The default parameters is:
SARIMAX(endog, exog=None, order=(1, 0, 0), seasonal_order=(0, 0, 0, 0), trend=None, measurement_error=False,
time_varying_regression=False, mle_regression=True, simple_differencing=False, enforce_stationarity=True,
enforce_invertibility=True, hamilton_representation=False, concentrate_scale=False, trend_offset=1,
use_exact_diffuse=False, dates=None, freq=None, missing='none', validate_specification=True, **kwargs)
This is how I fitted my model:
*Before I pass endog and exog to the SARIMAX function I did not transform the variables.
SARIMAX(endog, exog=exog['TMIN_IAC'], order= (0,1,1), seasonal_order= (0,0,0,0), trend='c')

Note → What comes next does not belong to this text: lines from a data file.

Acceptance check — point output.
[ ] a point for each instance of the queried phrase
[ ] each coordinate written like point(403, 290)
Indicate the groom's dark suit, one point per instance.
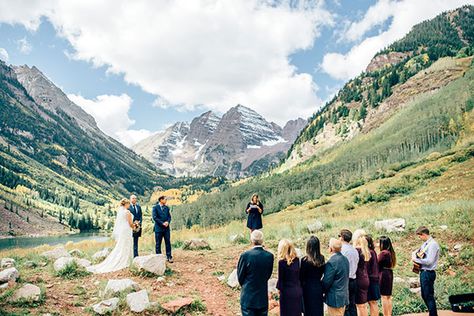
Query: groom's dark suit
point(136, 211)
point(161, 214)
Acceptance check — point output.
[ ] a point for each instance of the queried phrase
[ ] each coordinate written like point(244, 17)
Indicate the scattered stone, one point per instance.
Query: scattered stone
point(28, 292)
point(7, 263)
point(315, 227)
point(138, 301)
point(272, 286)
point(457, 247)
point(76, 253)
point(10, 274)
point(120, 285)
point(177, 304)
point(155, 264)
point(106, 307)
point(56, 253)
point(232, 280)
point(196, 244)
point(391, 225)
point(99, 255)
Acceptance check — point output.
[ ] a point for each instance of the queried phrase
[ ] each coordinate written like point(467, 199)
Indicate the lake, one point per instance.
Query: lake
point(31, 242)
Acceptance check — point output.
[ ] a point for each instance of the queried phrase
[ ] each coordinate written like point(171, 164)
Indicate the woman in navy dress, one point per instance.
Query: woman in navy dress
point(373, 295)
point(311, 273)
point(254, 210)
point(291, 294)
point(387, 261)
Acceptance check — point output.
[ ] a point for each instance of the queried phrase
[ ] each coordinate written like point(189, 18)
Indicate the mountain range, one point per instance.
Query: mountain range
point(238, 144)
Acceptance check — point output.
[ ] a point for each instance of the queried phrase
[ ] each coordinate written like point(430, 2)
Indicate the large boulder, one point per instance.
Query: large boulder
point(391, 225)
point(315, 227)
point(232, 280)
point(120, 285)
point(7, 263)
point(28, 293)
point(56, 253)
point(100, 255)
point(155, 264)
point(138, 301)
point(106, 307)
point(10, 274)
point(63, 262)
point(196, 244)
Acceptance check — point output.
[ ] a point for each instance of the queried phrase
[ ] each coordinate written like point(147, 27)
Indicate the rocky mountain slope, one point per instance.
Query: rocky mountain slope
point(238, 144)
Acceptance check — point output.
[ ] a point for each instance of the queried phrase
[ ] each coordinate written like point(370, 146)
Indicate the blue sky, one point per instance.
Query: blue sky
point(145, 66)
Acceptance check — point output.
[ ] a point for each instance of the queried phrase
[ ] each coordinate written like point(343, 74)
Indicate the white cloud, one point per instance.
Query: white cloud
point(24, 46)
point(4, 54)
point(405, 14)
point(111, 113)
point(208, 53)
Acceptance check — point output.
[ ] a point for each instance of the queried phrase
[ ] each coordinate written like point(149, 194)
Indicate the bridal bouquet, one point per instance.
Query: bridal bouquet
point(136, 226)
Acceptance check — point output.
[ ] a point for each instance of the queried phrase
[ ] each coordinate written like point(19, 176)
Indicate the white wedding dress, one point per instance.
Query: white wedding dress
point(122, 255)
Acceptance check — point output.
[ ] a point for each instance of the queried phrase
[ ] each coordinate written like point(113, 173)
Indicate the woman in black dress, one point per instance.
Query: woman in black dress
point(373, 295)
point(254, 210)
point(387, 261)
point(311, 273)
point(291, 294)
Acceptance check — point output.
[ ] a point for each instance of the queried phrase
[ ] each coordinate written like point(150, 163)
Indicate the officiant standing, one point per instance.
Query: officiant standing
point(162, 218)
point(254, 210)
point(136, 211)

And this is the resultant summary:
SARIMAX Results
==============================================================================
Dep. Variable: all No. Observations: 151
Model: SARIMAX(0, 1, 1) Log Likelihood -624.229
Date: Mon, 05 Apr 2021 AIC 1256.457
Time: 14:36:48 BIC 1268.500
Sample: 01-31-2001 HQIC 1261.350
- 07-31-2013
Covariance Type: opg
==============================================================================
coef std err z P>|z| [0.025 0.975]
------------------------------------------------------------------------------
intercept 0.2139 0.071 2.996 0.003 0.074 0.354
TMIN_IAC -6.1222 0.474 -12.920 0.000 -7.051 -5.193
ma.L1 -0.9504 0.029 -33.060 0.000 -1.007 -0.894
sigma2 237.3801 33.036 7.185 0.000 172.631 302.130
===================================================================================
Ljung-Box (L1) (Q): 0.25 Jarque-Bera (JB): 2.21
Prob(Q): 0.62 Prob(JB): 0.33
Heteroskedasticity (H): 1.26 Skew: -0.08
Prob(H) (two-sided): 0.42 Kurtosis: 2.43
===================================================================================
I did a search in the documentation, but the closest thing of my question they cite about is this:
If simple_differencing = True is used, then the endog and exog data are differenced prior to putting the model in state-space form. This has the same effect as if the user differenced the data prior to constructing the model, which has implications for using the results
My concern is because according to Alan Pankratz, in his book Forecasting With Dynamic Regression Models (1991), if differencing is applied to the errors in a multiple regression both of the dependent and the explanatory variables should be differenced, and I am not certain Statsmodels do that automatically.